I confirmed installing scheme using --damos_*
command line arguments like below works.
$ sudo ./damo record --damos_action pageout --damos_access_rate 0% 0% --damos_age 2s max --schemes_target_regions "../masim/masim ../masim/configs/stairs_30secs.cfg"
[...]
$ sudo ./damo report raw
base_time_absolute: 55 m 13.210 s
monitoring_start: 0 ns
monitoring_end: 3.722 s
monitoring_duration: 3.722 s
target_id: 0
nr_regions: 19
# start_addr end_addr length nr_accesses age
563226a71000-56322741e000 ( 9.676 MiB) 0 20
56322741e000-5632279b9000 ( 5.605 MiB) 0 20
7fffde5a9000-7fffde5c8000 ( 124.000 KiB) 0 20
7fffde5ca000-7fffde5f4000 ( 168.000 KiB) 0 20
56322718f000-5632279b9000 ( 8.164 MiB) 0 20
56322659f000-5632271e2000 ( 12.262 MiB) 0 20
7fffde5a9000-7fffde5c8000 ( 124.000 KiB) 0 20
[...]
Could you please test again like above?
Hi SeongJae,
Sorry for the late answer and also thanks for your help as always.
I've just tested what you suggested, then found damo record
works fine.
$ ./damo record --damos_action pageout --damos_access_rate 0% 0% --damos_age 2s max --schemes_target_regions "./masim/masim ./masim/configs/stairs_30secs
.cfg"
Press Ctrl+C to stop
initial phase: 90,185 accesses/msec, 5001 msecs run
...
phase 9: 93,008 accesses/msec, 2500 msecs run
[ perf record: Woken up 1 times to write data ]
[ perf record: Captured and wrote 0.215 MB damon.data (150 samples) ]
Then it also shows damo report raw
as follows.
$ ./damo report raw
base_time_absolute: 2 h 30 m 48.782 s
monitoring_start: 0 ns
monitoring_end: 2.829 s
monitoring_duration: 2.829 s
target_id: 0
nr_regions: 13
# start_addr end_addr length nr_accesses age
55d6fd215000-55d6fde5c000 ( 12.277 MiB) 0 20
7ffda9ecd000-7ffda9ee7000 ( 104.000 KiB) 0 20
55d6fde5c000-55d6feb50000 ( 12.953 MiB) 0 20
55d6feb50000-55d6fefc1000 ( 4.441 MiB) 0 20
7f8fea640000-7f8feab4d000 ( 5.051 MiB) 0 20
55d6fd215000-55d6fde5c000 ( 12.277 MiB) 0 20
55d6fde5c000-55d6feb50000 ( 12.953 MiB) 0 20
7f8fea642000-7f8feab4d000 ( 5.043 MiB) 0 20
55d6feb50000-55d6fefc1000 ( 4.441 MiB) 0 20
7ffda9ecd000-7ffda9f25000 ( 352.000 KiB) 0 20
55d6fd215000-55d6fdee0000 ( 12.793 MiB) 0 20
55d6fdee0000-55d6febe9000 ( 13.035 MiB) 0 20
7f8fea642000-7f8feab4d000 ( 5.043 MiB) 0 20
...
The only thing I would like to confirm is that if it's correct if those above the list of region information only shows the regions that fit into the DAMOS scheme rule.
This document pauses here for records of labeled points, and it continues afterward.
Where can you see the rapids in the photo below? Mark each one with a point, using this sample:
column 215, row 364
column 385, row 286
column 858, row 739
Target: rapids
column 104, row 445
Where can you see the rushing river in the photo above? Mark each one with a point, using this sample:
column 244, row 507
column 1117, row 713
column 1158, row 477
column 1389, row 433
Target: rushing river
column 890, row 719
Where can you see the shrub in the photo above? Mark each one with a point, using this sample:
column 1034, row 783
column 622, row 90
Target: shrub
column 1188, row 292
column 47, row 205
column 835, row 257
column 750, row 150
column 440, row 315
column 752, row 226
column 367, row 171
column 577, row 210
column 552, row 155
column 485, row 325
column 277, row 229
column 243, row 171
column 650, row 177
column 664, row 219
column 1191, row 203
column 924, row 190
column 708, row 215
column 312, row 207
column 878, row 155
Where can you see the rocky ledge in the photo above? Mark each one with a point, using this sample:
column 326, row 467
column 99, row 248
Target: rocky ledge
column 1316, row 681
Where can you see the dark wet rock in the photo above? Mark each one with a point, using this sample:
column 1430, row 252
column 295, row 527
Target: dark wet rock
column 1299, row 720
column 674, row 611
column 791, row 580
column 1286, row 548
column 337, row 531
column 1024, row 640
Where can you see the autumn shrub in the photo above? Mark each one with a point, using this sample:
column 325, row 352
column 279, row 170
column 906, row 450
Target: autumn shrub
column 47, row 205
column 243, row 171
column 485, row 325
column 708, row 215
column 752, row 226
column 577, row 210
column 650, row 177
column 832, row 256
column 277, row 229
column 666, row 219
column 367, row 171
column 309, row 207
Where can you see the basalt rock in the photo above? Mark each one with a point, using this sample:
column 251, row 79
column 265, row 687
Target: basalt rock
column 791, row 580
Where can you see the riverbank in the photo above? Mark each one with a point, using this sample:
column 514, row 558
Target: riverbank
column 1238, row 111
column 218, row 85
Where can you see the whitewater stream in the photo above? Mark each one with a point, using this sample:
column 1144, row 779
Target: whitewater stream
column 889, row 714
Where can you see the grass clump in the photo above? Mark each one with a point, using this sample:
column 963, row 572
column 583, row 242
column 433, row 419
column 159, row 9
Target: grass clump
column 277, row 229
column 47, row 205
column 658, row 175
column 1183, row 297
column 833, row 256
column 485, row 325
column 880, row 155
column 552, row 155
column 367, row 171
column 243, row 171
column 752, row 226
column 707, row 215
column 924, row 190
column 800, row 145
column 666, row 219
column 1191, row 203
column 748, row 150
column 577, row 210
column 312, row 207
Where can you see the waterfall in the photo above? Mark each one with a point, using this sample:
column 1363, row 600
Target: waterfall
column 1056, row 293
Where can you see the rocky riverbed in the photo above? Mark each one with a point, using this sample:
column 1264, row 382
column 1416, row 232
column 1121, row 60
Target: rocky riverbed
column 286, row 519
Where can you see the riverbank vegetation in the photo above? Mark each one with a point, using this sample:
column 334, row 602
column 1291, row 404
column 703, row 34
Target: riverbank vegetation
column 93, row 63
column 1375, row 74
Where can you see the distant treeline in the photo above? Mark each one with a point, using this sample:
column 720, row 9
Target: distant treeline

Thanks.
if those above the list of region information only shows the regions that fit into the DAMOS scheme rule.
It should be. If not, that's something we need to investigate. Please let us know if you find such case.
Thanks. I will use this feature then tell you when something looks incorrect. But it looks working fine as I've tested so far.